Zatrzymujemy się na noc w Stulichach na łące u chłopa. Przynosi nam mleko i jaja, i zapłaty nie chce. Z trudem wciskamy mu trochę grosza, bo widać, że w dostatek nie opływa.

Wynosimy rzeczy na ląd, gdy dopływa jako ostatni Leszek. Wyciągnijcie mnie, bo nie mogę wchodzić do wody, prosi.

Co się stało? Idąc do kajaka wszedł boso do rzeki i rozciął stopę o rozbitą butelkę. Krew tryskała strugą. Na szczęście zachował przytomność umysłu, zatelefonował na 112 i bardzo szybko nadjechała karetka pogotowia. Ratownicy opatrzyli ranę profesjonalnie. Proponowali, że zabiorą go na szycie rany do szpitala do Giżycka. A odwieziecie mnie? Tego nie możemy zrobić. Więc nie jadę. I Leszek popłynął w ślad za nami.

A gdzie miałeś buty do chodzenia po wodzie, pytamy.

Miałem je w kajaku.

Ujemna strona zielonej energii

Rano do Stulichów przyjeżdża obwoźny sklep. Bartek wyrusza na wyczekiwanie i zostaje poczęstowany przez gospodarza spirytusem przemycanym z Rosji. Dobrze, że sklep nadjeżdża, bo by Bartek żywy z tego czekania nie wrócił.

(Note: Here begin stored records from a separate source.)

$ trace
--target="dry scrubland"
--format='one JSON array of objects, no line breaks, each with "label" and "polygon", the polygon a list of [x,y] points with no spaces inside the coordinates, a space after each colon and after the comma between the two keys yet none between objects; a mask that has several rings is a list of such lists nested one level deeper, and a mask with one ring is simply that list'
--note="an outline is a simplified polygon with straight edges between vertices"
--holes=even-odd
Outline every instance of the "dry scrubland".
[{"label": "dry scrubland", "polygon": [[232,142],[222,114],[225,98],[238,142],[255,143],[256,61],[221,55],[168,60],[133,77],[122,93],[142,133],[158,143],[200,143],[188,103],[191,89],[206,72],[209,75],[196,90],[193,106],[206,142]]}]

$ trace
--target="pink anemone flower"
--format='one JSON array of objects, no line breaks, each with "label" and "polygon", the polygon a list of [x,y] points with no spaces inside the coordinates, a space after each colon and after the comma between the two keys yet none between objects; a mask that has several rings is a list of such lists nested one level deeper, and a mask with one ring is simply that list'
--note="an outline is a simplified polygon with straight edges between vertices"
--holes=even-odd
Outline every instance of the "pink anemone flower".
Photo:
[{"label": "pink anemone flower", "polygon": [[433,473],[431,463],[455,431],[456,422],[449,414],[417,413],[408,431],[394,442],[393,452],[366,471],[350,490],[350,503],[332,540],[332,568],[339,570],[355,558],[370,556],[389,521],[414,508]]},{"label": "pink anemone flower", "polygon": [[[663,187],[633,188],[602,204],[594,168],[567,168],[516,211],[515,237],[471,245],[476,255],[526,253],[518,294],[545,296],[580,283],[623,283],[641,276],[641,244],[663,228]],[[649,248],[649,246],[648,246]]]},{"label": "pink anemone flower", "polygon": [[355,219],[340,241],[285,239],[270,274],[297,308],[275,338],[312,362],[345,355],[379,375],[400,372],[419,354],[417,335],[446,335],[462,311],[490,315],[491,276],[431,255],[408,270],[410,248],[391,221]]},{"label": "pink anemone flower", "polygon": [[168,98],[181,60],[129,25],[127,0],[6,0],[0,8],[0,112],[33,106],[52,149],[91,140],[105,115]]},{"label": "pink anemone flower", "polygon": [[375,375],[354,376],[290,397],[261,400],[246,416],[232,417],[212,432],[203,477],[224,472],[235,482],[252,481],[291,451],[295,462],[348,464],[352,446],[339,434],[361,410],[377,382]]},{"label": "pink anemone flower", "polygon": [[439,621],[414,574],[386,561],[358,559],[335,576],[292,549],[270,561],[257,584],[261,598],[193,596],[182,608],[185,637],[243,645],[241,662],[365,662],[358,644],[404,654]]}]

Odpływamy żegnani przez właściciela łąki i jego dwa psy. Psy bardzo chciały zaprzyjaźnić się z naszą Szeklą, ale Prezesi jej dobrze pilnowali i do zbliżenia nie doszło.

W okolicach Wężówka Węgorapa przyspiesza i od razu wychodzi na jaw, że nie jest zasobna w wodę. Pojawiają się kamieniste mielizny, wymagające holowania zwłaszcza naszych „gumiaczków”, jak pieszczotliwie nazywa składaki Mastal. Na brzegach wyrastają drzewa, może nie las, ale zadrzewienie dość obfite. Jest też kilka pni w nurcie wymagających przeciągania lub przepychania łódek. To Jar Węgorapy. Spotykamy tam samotny kajak, pierwszy obcy kajak od tygodnia. W tym spotkaniu jest palec Boży. Razem osiągamy rozlewiska przed elektrownią w Ołowniku. Wysiadamy przed przenoską i okazuje się, że w rzece poniżej nie ma wody. Pojawia się tylko, gdy pracuje elektrownia. A kiedy pracuje, nie wiadomo, nie ma się kogo zapytać, bo to elektrownia bezobsługowa. Znajdujemy z Bartkiem sołtysa. Mieszka z rodziną na trzecim piętrze popegeerowskiego bloku, pachnie trawionym piwem. Zgadza się, byśmy rozbili namioty na gruncie gminnym nad rzeką poniżej elektrowni. Wracamy z tą wieścią do reszty grupy. która w międzyczasie zgadała się z załogą obcego kajaka. Ma po nich przybyć transport. No i przybywa kobietka samochodem z relingami, zagadujemy, jej syn ma busika i przyczepkę kajakową, może nas gdzieś przewieźć. Może nad jezioro? Nie uśmiecha się nam biwak w centrum wsi, w towarzystwie znudzonej młodzieży szukającej przygód i z grupką miejscowych pijaczków na karku, bez realnej perspektywy dalszego płynięcia. Kobietka proponuje kemping nad jeziorem Święcajty, jej syn Karol ma tam szkółkę sportów wodnych. Zgadzamy się. Wracamy nad jeziora. Zaraz.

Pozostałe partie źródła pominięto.